Varios
lectores me han mostrado su radical disconformidad con mi afirmación
-“excesivamente categórica”, dicen ellos- de que, en los tiempos actuales, es
imposible vivir sin cambiar y sin adaptarnos a los cambios. Aunque es cierto
que esta tesis debe ser matizada cuidadosamente y demostrada con argumentos
serios, pienso que los que menos se han de escandalizar son los creyentes ya
que, como es sabido, la exigencia de cambiar constituye uno de los rasgos
definidores de los pensamientos y de los comportamientos cristianos.
Con
excesiva frecuencia olvidamos que la invitación a la conversión es una llamada
al cambio permanente de pensamiento, de actitudes y de comportamientos.
Recordemos que la “conversión” en el evangelio se expresa con la palabra griega
“metanoya”, que significa un cambio profundo de mentalidad, de maneras de
pensar, de sentir y, sobre todo, de vivir.
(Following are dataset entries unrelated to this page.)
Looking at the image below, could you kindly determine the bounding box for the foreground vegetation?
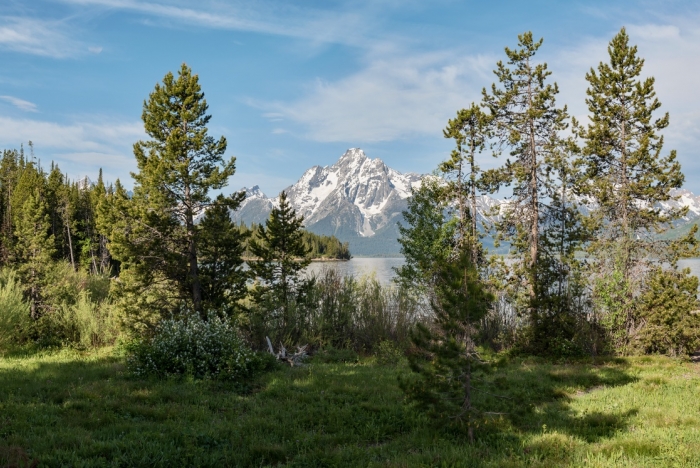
[0,348,700,467]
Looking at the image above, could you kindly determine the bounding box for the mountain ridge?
[232,148,700,256]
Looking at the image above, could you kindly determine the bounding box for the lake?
[307,257,700,284]
[306,257,405,284]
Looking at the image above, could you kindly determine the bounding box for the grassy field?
[0,349,700,467]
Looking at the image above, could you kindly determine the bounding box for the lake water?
[307,258,700,284]
[306,257,405,284]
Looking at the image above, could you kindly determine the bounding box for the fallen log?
[265,336,309,367]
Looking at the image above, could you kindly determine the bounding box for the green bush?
[52,291,119,348]
[127,314,271,381]
[314,346,360,364]
[635,268,700,356]
[377,340,404,366]
[0,270,30,348]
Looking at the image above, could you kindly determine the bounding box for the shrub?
[127,314,271,381]
[0,270,30,348]
[314,346,360,364]
[377,340,404,366]
[636,268,700,356]
[243,268,421,353]
[54,291,119,348]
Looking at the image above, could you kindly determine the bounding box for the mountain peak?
[334,148,367,166]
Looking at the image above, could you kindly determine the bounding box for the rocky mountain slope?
[233,148,421,255]
[232,148,700,256]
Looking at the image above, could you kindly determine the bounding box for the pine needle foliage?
[579,28,697,353]
[248,192,311,342]
[483,32,567,322]
[111,64,235,322]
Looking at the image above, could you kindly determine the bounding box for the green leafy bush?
[314,346,360,364]
[377,340,404,366]
[0,270,30,348]
[127,314,271,381]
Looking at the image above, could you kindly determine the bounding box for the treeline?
[0,65,360,352]
[399,28,700,437]
[238,222,352,260]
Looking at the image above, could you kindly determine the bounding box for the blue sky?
[0,0,700,194]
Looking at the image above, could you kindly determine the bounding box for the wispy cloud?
[266,51,496,143]
[60,0,378,43]
[0,16,80,58]
[0,117,145,183]
[0,96,37,112]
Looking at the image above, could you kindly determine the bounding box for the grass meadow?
[0,348,700,467]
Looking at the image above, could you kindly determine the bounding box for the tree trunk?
[185,185,201,318]
[527,60,540,313]
[66,221,75,270]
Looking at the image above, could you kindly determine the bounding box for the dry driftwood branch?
[265,336,308,367]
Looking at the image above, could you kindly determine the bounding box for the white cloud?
[0,16,79,58]
[0,96,37,112]
[60,0,371,43]
[0,116,145,184]
[268,51,496,143]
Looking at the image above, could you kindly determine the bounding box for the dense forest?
[0,29,700,463]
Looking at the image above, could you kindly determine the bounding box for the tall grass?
[248,268,422,353]
[0,270,30,349]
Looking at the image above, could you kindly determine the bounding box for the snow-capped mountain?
[232,148,700,255]
[233,148,422,255]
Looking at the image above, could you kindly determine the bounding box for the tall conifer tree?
[15,190,55,319]
[112,64,235,318]
[483,32,567,323]
[579,28,695,352]
[249,192,311,339]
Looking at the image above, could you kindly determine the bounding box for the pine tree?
[438,103,491,265]
[579,28,695,352]
[198,193,250,316]
[111,64,235,318]
[15,190,55,319]
[634,267,700,356]
[248,192,311,340]
[397,179,492,441]
[483,32,567,336]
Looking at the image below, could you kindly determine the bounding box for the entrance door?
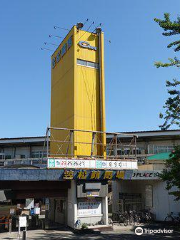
[54,199,66,224]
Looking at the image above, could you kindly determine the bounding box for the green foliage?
[154,13,180,130]
[160,146,180,200]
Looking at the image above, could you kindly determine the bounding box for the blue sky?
[0,0,180,137]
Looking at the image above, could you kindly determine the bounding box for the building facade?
[0,130,180,224]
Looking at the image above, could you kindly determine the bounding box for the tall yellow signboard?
[50,26,106,157]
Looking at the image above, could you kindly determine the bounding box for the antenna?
[44,42,58,47]
[54,26,69,31]
[49,34,63,38]
[41,48,54,52]
[83,18,89,26]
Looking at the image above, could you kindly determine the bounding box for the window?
[56,51,61,62]
[77,59,99,69]
[148,145,174,154]
[52,57,56,68]
[31,151,47,158]
[67,36,72,49]
[61,43,67,56]
[145,185,153,208]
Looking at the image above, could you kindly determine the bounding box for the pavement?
[0,224,180,240]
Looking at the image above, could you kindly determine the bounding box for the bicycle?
[164,212,180,223]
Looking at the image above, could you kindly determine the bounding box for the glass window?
[61,43,67,56]
[56,51,61,62]
[67,36,72,49]
[52,57,56,68]
[145,185,153,208]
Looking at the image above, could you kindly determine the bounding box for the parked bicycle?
[164,212,180,223]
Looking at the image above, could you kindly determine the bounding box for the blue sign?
[78,41,97,51]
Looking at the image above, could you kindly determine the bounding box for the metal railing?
[46,127,137,159]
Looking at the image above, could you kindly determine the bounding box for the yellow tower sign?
[50,26,106,157]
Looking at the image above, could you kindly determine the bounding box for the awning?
[147,152,171,160]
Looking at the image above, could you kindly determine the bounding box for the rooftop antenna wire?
[92,23,102,33]
[41,48,54,52]
[44,42,58,47]
[49,34,63,38]
[83,18,89,26]
[54,26,69,31]
[77,21,94,42]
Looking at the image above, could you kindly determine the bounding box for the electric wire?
[44,42,58,47]
[41,48,54,52]
[77,22,94,42]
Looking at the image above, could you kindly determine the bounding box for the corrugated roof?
[147,152,171,160]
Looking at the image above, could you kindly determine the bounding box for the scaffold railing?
[45,127,138,160]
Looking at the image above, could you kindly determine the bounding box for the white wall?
[67,180,77,228]
[112,180,180,221]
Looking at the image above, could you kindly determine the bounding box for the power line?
[77,22,94,42]
[41,48,54,52]
[49,34,63,38]
[44,42,58,47]
[54,26,69,31]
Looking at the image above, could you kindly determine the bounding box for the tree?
[154,13,180,200]
[160,146,180,200]
[154,13,180,130]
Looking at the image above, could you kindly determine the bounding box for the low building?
[109,130,180,221]
[0,130,180,223]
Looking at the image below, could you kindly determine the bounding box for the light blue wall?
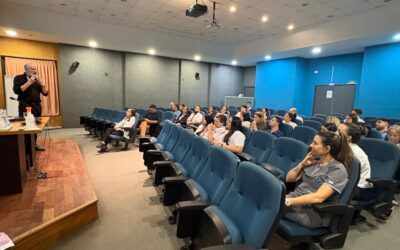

El cristianismo no sólo supuso un
cambio en un momento de la Historia de la Humanidad sino que exige una
permanente voluntad de modificar las cosas y de cambiar la jerarquía de los
valores vigentes en nuestras sociedades.
Hemos de
reconocer que, si pretendemos que los cambios armonicen con las fidelidades
sustanciales –con el Evangelio, con la Comunidad, con las propias convicciones
y con los hombres de nuestro tiempo- hemos de preguntarnos permanentemente
cuáles son los saberes, los sentires y las conductas fundamentales que hemos de
cultivar para llegar a ser personas en conformidad con las exigencias de la fe.
Vivir la fe es descubrir, progresivamente y tras múltiples y graves tropiezos,
el “estilote vida” que nos hace crecer como hombres y como creyentes, como
ciudadanos y como profesionales, como habitantes del cosmos, de la tierra, del
mundo, del pueblo y de la familia como comunidad humana universal.